サッカー専用競技場を外国人の受け皿に
10年ぶりにキャンピングカーを借りて西日本を周遊している。
子どもの卒業旅行を兼ねて、ということなので、できる限りの名所を巡っているのだが、改めて外国人旅行客の多さに驚かされている。
前夜、別府温泉にある竹瓦温泉という昭和13年創業の素晴らしくレトロな公衆浴場にお邪魔したのだが、更衣場にいたのは全員が外国人だった。わたしたちが服を脱ぎ、かけ湯をし、湯につかるさまはいくつもの目に注視され、まったく同じ所作をして風呂に入ってきたのには微笑ましい気持ちにさせられた。

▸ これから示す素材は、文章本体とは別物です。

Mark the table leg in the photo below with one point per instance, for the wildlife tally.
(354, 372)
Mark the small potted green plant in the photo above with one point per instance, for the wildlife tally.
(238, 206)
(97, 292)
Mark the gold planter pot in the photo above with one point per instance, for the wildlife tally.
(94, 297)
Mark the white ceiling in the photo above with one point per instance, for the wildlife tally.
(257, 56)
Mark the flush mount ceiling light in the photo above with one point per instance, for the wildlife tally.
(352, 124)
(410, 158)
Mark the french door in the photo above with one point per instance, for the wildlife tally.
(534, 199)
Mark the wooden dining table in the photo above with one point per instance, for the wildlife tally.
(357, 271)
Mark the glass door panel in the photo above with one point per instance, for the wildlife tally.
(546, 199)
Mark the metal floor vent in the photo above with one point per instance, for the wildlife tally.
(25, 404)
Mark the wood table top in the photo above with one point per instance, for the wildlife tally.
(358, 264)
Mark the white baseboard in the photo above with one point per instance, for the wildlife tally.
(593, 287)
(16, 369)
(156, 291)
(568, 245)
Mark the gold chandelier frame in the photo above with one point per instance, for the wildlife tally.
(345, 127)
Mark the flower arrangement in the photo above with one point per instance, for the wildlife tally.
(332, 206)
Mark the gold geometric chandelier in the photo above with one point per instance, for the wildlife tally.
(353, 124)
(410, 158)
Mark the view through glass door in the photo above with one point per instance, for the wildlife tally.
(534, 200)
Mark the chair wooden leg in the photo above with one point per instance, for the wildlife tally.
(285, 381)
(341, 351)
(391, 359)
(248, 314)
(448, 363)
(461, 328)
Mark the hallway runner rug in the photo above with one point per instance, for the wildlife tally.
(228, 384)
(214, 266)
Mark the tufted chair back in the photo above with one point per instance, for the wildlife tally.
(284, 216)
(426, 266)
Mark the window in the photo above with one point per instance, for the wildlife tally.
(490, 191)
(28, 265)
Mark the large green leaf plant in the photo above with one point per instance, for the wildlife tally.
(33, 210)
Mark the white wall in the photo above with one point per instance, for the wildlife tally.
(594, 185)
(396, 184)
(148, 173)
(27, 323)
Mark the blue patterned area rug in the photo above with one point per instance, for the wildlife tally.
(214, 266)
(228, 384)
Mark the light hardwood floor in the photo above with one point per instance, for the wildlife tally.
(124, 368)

度肝を抜かれるぐらいに驚いたのは鹿児島県知覧町にある特攻平和会館だった。10年前に訪れた際は、入館者の100%近くが日本人だったように記憶しているが、今回私たちが訪れた日は、完全に日本人が少数派だった。
「きょうは船が入っているので、特に多いんですよ」
なるほどその日は豪華客船ダイヤモンドプリンスが鹿児島港に入港していた。とはいえ、港から知覧まではかなりの距離があるし、記念館のテーマからして、欧米人にとって愉快なものとは思えない。にもかかわらず、館内は欧米人客が多数派を占め、食い入るように資料を見つめる見学者の中には、涙している方が何人もいた。
ちなみに今回の旅で一番外国人客と出会わなかったのは、長崎のピーススタジアムだった。市内、ど真ん中、充実したフードコート、そしてスタジアム上空を滑空できるジップラインと、子どもたちには今回の旅のベストプレースだったようなのだが、外国人客の姿は皆無だった。
もちろん、ピーススタジアムはできて間もないということもあり、まだ外国人のネットワークにひっかかっていない、ということはあるのだろう。ただ、既存のスタジアムにしても、観客数における外国人客の割合が、名所や繁華街などに比べるとずいぶん低い気がするのはわたしだけだろうか。
振り返ってみれば、私が初めてカンプノウを訪れた88年スペインは観光大国としての地位を築きつつあったが、わざわざサッカー場まで足を運ぶ人はそういなかったということなのだろう。
だが、21世紀のカンプノウにおいて、外国人は少しも珍しいものではない。白人による白人のための娯楽場だったイングランドのサッカー場は、世界中から訪れる多種多様な人種で埋まるようになった。
つまり、スポーツはインバウンドの受け皿にもなる。
外国人の中には、日本旅行に際して、食の豊かさに感激しながらも、「食べる以外の夜の楽しみが少ない」と感じる人が多いという。だとしたら、ナイトゲームで行われる野球やサッカーは、恰好のコンテンツとはいえまいか。米国人がプレミアやリーガのスタジアムに足を運ぶ時代である。独自の応援文化を持つ野球や、世界でも屈指の安全と、食の充実を誇るサッカー場は、旅行客を喜ばせるポイントをしっかりと押さえている。
おそらくは近い将来、野球場もサッカースタジアムも、外国人が珍しくなくなる時代が来ることだろう。
もっとも、すべてが専用競技場で行われる野球に比べ、まだ陸上競技場の少なくないサッカーはいささか分が悪い。陸上競技場でのサッカー観戦? そこに特別な意味を見いだす人は、圧倒的に少ないだろうからだ。